ALBANY — More than in any game this season, UAlbany’s offense revolved around junior attackman Connor Fields when the Great Danes took on Maryland a month ago.
Partially, that was because Maryland — UAlbany’s opponent Sunday at Delaware Stadium in the quarterfinals of the NCAA men’s lacrosse tournament — wanted it that way.
“It was definitely their game plan last time to put Connor on an island a little bit and see what he could do,” UAlbany senior midfielder Eli Lasda said.
Fields was individually successful, scoring three goals and dishing five assists — but UAlbany lost 12-11. The Great Danes’ tops-in-the-country offense was held under its season average, only five players scored goals and just three registered assists.
It was an un-UAlbany-like performance — particularly from its starting midfielders, the team’s two-way sources of energy and production. The Great Danes’ starting midfielders — seniors Bennett Drake and Adam Osika, and junior Kyle McClancy — combined to score one goal and register zero assists.
That trio, which has a combined 84 goals and 31 assists this season, knows it needs to play better Sunday for the Great Danes to clinch their first-ever trip in program history to the national semifinals.

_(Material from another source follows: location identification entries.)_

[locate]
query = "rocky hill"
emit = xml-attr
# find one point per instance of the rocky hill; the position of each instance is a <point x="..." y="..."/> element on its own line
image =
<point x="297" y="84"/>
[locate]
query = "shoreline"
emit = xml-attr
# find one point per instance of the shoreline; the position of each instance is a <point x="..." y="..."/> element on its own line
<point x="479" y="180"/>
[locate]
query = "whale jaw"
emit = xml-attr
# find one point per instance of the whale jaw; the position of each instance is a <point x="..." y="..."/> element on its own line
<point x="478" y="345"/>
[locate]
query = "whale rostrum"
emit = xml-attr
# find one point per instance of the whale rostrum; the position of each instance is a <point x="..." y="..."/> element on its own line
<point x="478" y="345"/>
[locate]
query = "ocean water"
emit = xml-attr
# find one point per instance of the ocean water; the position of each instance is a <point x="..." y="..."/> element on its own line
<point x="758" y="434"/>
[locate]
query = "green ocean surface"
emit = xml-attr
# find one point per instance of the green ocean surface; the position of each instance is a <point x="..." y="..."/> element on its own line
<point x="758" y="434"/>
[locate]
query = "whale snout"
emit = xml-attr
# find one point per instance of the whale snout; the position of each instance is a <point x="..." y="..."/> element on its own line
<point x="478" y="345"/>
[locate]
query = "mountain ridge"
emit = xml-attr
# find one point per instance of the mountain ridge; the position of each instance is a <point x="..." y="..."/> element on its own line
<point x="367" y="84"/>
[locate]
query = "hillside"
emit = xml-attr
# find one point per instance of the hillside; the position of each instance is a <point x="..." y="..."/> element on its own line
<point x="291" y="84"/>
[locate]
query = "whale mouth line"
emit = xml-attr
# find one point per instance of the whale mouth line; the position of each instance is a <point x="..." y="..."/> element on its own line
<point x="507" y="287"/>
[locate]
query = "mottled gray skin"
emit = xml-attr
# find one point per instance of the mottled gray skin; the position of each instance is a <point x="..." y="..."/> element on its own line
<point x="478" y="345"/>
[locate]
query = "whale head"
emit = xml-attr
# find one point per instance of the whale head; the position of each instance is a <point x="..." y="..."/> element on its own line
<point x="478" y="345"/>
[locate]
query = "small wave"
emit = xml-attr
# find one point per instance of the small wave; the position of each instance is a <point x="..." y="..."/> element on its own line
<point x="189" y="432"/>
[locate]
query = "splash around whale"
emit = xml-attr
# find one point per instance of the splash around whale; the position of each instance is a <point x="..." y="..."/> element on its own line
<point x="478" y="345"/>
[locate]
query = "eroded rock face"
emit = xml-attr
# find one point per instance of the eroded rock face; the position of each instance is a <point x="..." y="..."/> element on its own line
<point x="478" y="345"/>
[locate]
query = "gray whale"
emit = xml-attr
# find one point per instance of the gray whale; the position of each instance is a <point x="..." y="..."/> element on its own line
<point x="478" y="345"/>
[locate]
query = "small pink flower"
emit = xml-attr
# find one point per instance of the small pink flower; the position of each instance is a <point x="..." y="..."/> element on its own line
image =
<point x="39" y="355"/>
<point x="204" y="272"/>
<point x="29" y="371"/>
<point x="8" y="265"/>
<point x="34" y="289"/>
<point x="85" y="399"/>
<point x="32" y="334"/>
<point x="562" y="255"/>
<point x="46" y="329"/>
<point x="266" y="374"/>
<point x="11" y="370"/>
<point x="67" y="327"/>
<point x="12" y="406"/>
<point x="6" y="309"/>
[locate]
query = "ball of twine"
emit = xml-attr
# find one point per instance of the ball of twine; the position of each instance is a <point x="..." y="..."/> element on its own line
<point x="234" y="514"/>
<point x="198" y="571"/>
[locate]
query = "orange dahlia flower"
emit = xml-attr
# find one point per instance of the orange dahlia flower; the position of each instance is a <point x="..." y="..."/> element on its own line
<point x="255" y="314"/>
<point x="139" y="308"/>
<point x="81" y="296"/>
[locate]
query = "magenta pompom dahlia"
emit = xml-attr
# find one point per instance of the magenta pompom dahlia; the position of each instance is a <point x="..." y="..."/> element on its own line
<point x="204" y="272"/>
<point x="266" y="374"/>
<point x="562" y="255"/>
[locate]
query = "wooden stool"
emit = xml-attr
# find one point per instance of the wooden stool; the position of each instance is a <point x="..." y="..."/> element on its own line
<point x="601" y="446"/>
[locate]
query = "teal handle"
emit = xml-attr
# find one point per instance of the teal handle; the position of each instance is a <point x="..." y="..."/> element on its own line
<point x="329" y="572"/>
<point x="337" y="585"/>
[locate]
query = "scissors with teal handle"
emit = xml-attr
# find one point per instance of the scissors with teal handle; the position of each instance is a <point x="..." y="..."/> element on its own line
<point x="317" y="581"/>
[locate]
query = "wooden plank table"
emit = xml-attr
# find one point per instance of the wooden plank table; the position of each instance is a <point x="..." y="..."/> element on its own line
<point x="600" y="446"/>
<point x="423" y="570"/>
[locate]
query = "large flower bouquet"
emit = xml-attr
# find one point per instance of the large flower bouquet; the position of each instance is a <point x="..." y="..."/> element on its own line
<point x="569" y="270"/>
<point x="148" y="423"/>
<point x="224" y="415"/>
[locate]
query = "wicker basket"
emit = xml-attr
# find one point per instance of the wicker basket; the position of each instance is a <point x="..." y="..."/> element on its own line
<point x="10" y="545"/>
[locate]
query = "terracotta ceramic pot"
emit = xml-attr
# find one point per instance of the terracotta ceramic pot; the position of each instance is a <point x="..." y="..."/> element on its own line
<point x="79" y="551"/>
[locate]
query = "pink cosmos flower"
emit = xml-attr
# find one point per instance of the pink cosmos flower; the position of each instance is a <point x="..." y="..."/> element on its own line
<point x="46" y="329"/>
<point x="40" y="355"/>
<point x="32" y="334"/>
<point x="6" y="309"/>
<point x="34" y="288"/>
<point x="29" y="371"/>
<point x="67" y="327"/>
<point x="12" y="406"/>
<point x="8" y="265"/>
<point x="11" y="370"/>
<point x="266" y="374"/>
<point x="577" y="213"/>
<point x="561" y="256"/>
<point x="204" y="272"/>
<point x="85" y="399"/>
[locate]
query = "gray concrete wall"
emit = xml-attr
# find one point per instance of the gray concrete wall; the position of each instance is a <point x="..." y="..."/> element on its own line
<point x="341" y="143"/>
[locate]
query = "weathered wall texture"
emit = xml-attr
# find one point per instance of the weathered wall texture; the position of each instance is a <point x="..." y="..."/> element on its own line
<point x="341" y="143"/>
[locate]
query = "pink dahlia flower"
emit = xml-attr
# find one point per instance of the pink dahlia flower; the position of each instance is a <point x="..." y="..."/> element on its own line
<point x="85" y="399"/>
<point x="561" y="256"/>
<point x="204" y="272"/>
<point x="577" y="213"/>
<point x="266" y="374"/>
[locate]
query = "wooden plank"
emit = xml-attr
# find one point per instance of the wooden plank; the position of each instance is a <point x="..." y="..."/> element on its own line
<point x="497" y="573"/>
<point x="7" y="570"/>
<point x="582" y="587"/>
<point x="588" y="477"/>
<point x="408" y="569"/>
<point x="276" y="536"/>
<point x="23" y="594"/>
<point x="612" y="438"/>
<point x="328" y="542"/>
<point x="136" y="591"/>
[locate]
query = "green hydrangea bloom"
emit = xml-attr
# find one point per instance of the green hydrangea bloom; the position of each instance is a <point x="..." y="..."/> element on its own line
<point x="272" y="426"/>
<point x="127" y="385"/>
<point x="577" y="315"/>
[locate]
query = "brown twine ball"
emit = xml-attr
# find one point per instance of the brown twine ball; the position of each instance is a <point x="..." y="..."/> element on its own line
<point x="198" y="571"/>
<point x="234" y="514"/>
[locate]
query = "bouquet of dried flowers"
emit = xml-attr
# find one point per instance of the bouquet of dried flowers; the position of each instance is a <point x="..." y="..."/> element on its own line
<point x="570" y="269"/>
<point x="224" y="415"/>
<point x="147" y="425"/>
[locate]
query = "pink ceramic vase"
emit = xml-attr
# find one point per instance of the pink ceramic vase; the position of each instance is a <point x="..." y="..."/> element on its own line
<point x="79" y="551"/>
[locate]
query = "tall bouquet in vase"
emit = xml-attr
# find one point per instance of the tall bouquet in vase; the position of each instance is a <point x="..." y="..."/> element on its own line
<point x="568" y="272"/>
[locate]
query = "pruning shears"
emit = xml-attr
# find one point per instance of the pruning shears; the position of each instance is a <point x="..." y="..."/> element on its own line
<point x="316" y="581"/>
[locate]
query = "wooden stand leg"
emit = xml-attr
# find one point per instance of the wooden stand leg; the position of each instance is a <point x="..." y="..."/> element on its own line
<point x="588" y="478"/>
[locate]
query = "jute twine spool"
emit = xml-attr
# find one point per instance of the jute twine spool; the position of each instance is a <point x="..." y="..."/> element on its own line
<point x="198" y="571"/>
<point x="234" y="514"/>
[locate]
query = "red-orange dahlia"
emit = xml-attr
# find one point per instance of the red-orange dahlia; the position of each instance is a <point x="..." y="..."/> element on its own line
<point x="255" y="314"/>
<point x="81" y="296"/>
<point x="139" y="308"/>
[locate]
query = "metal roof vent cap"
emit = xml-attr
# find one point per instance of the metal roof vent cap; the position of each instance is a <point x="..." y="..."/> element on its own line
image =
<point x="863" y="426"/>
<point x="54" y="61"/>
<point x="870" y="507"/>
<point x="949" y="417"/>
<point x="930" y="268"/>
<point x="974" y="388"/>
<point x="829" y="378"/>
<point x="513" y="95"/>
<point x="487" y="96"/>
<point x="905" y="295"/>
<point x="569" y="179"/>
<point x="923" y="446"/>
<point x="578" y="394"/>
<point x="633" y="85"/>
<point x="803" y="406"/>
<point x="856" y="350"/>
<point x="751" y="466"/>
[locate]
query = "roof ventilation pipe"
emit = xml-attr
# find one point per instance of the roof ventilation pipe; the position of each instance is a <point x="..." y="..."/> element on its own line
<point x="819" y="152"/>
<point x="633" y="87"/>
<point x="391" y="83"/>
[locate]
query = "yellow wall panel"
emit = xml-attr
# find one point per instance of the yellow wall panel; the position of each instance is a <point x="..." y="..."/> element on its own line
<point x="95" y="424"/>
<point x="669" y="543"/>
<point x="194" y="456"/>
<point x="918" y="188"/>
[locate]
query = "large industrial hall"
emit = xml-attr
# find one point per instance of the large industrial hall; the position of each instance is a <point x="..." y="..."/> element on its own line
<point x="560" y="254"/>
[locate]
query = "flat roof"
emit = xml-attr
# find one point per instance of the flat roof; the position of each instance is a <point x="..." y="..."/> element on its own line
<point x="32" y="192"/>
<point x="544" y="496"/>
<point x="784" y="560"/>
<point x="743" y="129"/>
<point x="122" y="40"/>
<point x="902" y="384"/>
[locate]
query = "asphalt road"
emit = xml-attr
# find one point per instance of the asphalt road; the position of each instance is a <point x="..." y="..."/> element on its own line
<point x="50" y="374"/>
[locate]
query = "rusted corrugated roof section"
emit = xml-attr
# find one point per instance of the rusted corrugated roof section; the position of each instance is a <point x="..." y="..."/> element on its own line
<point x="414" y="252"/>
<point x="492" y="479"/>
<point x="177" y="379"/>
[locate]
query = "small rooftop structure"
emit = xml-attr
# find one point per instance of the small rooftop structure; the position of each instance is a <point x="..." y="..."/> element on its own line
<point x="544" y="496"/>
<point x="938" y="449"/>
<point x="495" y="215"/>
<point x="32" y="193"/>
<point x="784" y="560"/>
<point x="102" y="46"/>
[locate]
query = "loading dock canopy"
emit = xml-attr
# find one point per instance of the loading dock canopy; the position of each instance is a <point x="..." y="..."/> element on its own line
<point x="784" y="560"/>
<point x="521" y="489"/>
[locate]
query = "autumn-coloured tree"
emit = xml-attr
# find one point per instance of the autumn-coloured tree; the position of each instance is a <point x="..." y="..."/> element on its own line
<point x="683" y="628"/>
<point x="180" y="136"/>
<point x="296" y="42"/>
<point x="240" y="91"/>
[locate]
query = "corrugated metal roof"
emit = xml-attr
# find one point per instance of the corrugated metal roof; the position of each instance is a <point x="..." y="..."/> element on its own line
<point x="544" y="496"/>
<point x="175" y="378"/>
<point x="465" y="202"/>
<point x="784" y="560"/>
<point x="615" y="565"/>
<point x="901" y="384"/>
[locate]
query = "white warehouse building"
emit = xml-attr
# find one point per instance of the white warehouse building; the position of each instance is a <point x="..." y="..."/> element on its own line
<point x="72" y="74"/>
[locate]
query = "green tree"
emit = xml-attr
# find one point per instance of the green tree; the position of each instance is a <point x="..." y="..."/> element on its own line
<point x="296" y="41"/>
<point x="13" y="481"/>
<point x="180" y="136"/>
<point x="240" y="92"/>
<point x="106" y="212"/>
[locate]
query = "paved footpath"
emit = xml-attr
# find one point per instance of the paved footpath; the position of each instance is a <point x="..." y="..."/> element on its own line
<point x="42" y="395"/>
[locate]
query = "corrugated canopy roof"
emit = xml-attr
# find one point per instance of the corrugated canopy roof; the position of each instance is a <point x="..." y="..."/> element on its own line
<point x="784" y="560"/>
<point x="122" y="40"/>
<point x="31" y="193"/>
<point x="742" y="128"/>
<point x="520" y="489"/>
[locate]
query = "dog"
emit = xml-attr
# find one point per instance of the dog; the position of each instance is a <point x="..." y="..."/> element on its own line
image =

“We’ve improved a ton since that game,” McClancy said. “We weren’t moving the ball then as well as we are now, and a lot more guys are getting involved now with our attack.”
That balance needs to continue Sunday, even if the Maryland defense tries to bog down the Great Danes into over-relying on Fields, the team’s Tewaaraton Award finalist.
“We really have to attack them and go after them,” UAlbany head coach Scott Marr said. “We can’t let them dictate how we’re gonna play.”
How UAlbany uses its midfielders is relatively rare within Division I men’s lacrosse. While most teams have midfielders specializing in either offense or defense, the Great Danes’ fast-paced approach takes advantage of their midfielders’ ability to play the full field. What UAlbany gives up in specialization, it gains back in its ability to put opposing teams in unfavorable defensive lineup situations because of the quick switch the Great Danes are able to make from defense to offense.
“There’s not many teams out there now doing that, so we’re more of an old-school team with it,” Osika said. “It’s cool to be one of the last few teams doing that.”
“And this is how we’ve all been playing since we were 10 years old, running up and down the field all game,” McClancy said. “Me, personally, my favorite part of the game is transition, so I love that.”
In general, the eighth-seeded Great Danes have voiced appreciation for their second chance to take on top-seeded Maryland. But to avenge one of its two losses this season, UAlbany knows it has to dictate tempo and flow — and that starts with its talented midfielders.
“We have to play our game,” Drake said.